Duplicate finder
-
I download without regard for HDD space or Ratio so I have accrued a lot of dupes from these massive packs people put together that often contain the same stuff.
Ive used CCleaner for finding dupes but now its packed with spyware and top heavy.. This tool is a lot better and more precise if people are looking to clean up their files like I just did...
https://github.com/qarmin/czkawka

-
@cp2000 I use Duplicate Cleaner Prime to find exact duplicates, but so many videos are uploaded in varying sizes and resolutions, sometime with a couple of seconds trimmed at the start or end, that it can't find them all.

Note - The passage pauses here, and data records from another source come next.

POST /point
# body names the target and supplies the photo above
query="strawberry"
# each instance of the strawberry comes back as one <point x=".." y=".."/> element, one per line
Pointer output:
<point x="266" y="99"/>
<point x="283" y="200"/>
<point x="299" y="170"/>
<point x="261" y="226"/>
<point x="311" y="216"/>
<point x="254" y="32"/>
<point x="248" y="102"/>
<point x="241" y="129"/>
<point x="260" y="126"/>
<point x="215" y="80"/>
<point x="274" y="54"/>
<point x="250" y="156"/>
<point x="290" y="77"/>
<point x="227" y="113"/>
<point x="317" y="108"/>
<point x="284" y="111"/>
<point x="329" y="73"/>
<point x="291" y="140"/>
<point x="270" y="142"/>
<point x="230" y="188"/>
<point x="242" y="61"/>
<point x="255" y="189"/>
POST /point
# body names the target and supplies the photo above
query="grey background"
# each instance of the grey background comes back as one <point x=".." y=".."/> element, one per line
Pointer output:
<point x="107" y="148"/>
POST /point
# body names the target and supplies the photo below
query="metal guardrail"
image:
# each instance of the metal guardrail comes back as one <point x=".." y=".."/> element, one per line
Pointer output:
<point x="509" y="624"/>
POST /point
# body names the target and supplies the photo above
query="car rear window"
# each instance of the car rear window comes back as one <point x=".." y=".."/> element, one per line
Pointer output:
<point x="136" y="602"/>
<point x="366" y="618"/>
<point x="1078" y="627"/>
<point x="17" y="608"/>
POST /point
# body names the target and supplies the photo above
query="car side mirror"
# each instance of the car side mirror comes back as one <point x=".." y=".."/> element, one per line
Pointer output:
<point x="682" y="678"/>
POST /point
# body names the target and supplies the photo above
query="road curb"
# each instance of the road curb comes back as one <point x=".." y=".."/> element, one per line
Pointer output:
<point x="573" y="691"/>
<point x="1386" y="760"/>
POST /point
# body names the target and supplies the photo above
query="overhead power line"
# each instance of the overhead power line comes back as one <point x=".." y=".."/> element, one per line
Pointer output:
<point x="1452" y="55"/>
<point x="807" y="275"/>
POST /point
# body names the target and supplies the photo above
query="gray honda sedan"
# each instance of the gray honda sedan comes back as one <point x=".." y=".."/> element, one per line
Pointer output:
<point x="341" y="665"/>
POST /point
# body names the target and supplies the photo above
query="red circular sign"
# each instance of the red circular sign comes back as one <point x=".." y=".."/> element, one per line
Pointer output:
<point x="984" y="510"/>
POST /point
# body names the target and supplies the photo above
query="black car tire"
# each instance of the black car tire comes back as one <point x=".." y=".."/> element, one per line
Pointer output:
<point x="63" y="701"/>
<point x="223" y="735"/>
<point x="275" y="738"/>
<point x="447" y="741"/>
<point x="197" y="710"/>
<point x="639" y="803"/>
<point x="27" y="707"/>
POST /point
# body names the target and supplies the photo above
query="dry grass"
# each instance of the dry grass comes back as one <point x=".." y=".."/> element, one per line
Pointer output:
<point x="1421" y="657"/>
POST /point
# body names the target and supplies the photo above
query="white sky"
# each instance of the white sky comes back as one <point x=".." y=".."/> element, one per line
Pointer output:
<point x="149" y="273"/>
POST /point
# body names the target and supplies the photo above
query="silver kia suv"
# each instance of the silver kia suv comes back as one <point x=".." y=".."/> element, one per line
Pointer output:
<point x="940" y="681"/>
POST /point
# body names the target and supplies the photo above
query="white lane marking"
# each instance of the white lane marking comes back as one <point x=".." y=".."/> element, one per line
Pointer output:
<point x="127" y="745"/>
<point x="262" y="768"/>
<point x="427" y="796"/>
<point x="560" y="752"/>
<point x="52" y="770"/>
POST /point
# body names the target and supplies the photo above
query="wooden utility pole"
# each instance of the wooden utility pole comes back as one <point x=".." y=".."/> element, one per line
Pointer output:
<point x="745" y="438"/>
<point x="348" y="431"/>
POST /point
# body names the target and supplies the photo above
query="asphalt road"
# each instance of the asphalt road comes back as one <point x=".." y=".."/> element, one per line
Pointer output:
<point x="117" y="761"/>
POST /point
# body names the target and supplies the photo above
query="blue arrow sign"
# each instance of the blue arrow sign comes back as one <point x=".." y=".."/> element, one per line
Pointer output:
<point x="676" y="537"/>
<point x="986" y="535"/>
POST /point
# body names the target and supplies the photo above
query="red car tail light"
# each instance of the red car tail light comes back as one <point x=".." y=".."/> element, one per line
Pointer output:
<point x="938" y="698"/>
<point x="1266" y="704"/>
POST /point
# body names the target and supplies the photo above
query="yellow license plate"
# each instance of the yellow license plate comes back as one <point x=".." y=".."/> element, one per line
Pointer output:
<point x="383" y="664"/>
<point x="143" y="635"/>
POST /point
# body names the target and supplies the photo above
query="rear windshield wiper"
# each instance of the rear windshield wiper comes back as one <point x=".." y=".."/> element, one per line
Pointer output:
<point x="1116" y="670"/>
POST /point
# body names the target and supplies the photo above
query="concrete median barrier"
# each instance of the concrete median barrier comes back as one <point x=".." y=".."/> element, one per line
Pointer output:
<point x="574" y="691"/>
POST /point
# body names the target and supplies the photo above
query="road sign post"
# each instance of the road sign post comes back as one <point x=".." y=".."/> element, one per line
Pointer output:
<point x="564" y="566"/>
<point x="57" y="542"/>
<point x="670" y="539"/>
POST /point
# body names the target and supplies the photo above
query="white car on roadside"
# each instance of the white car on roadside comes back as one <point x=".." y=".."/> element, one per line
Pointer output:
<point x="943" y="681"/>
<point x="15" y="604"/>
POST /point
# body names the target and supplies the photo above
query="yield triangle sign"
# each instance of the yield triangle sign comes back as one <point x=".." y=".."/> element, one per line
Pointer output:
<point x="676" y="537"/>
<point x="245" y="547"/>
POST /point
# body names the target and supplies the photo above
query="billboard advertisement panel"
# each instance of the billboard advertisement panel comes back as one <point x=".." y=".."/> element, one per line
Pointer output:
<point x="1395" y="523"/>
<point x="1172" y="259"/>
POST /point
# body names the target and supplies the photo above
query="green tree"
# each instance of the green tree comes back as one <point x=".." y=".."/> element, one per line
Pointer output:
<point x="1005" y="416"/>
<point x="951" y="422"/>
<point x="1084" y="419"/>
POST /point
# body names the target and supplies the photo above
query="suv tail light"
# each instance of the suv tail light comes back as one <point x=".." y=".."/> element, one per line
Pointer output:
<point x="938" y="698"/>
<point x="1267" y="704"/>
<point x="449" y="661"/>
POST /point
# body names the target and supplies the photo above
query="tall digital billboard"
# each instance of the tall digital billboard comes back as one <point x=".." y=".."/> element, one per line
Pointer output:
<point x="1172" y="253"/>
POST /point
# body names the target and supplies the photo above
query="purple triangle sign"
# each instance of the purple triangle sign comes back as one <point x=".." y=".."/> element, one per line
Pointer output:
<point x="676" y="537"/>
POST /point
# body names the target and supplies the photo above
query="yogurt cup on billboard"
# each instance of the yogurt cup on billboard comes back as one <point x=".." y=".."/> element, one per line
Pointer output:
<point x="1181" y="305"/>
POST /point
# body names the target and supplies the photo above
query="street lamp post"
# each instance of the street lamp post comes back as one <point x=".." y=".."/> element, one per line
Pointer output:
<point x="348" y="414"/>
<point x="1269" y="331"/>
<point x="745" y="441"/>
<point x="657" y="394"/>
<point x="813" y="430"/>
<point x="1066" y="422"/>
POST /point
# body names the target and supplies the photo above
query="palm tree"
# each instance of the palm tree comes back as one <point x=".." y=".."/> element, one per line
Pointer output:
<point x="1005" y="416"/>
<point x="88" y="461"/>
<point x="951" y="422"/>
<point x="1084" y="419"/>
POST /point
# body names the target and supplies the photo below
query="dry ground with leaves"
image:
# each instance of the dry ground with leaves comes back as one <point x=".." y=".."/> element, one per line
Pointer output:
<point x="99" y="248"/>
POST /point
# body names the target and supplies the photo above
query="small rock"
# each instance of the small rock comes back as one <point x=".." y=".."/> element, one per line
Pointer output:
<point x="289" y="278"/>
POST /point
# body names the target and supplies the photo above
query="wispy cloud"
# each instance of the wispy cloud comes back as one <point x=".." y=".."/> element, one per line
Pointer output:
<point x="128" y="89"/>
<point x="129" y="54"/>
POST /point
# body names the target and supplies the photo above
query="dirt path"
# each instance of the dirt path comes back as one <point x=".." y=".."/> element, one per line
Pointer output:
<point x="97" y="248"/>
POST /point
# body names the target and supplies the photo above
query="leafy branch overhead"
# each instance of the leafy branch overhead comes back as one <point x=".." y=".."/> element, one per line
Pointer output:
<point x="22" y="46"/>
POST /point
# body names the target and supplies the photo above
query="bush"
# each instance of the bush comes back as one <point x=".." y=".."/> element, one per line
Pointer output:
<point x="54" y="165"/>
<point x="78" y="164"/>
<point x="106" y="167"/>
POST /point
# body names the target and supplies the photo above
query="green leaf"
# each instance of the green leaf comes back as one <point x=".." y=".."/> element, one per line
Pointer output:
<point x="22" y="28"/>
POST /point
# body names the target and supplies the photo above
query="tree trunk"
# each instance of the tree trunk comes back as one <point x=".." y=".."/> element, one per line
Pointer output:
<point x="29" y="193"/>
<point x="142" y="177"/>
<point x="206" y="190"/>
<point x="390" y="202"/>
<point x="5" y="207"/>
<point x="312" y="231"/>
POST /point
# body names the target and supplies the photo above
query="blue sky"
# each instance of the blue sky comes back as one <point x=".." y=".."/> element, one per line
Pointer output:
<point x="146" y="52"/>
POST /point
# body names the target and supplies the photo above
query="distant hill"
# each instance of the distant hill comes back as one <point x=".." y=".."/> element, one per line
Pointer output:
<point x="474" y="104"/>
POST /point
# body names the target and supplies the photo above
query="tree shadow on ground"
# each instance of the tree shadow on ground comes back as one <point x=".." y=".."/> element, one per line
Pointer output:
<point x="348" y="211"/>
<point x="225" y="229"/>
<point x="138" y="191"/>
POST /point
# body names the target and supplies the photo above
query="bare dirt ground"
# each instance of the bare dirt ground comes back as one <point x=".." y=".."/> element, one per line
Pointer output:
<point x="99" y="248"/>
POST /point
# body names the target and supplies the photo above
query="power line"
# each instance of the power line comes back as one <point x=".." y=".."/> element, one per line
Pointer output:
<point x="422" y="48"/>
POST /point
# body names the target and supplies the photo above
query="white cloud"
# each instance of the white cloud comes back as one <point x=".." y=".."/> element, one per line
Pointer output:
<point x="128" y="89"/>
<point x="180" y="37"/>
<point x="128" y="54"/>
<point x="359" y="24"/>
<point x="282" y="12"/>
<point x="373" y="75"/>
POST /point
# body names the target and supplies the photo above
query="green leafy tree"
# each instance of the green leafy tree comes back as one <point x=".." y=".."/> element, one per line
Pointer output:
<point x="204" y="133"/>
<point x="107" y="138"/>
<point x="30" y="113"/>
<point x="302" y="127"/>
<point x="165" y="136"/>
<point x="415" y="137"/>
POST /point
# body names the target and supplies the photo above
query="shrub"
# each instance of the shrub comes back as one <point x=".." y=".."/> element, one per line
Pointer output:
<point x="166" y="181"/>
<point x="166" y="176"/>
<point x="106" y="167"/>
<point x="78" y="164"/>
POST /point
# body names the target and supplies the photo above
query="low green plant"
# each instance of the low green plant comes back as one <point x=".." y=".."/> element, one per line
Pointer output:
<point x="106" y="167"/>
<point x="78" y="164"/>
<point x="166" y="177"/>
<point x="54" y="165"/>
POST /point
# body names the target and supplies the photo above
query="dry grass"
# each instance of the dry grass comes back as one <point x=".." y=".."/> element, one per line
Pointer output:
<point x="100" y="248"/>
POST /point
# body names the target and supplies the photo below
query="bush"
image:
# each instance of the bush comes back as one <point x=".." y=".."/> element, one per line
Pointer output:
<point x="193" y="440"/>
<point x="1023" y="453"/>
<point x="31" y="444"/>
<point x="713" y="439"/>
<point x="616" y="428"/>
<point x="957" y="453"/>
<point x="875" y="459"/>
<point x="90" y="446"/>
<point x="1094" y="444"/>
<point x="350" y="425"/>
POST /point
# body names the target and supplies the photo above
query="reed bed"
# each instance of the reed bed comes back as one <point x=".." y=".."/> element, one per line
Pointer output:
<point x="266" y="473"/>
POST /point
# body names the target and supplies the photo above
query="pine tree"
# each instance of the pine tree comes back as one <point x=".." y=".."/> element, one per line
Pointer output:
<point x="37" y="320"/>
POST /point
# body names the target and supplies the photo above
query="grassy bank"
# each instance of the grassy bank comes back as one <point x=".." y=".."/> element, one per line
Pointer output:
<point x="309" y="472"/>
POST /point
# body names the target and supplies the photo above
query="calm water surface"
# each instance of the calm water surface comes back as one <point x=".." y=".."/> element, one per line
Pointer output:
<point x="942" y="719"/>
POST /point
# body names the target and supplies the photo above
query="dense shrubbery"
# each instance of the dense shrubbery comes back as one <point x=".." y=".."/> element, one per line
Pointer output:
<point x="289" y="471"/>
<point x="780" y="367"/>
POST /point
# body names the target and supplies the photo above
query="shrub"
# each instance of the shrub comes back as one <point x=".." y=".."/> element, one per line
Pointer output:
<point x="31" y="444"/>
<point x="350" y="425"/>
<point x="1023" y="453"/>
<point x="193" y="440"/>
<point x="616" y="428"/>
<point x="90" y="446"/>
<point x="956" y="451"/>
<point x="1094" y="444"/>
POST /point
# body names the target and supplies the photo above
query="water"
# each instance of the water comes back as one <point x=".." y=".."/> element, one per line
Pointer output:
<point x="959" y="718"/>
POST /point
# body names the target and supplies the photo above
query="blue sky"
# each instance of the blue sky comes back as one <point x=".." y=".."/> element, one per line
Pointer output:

I've been using the idle time on my PC to run my ENTIRE collection through Handbrake to reduce file sizes and fix various playback issues, and now have everything shrunk down to 720 (or smaller if the original was smaller.) Now that that's done I'm tidying up my folders, putting everything into studio groups and doing the same with amateur content. (People are so bad at uploading OF collections that you inevitably end up with a dozen duplicates of some files!)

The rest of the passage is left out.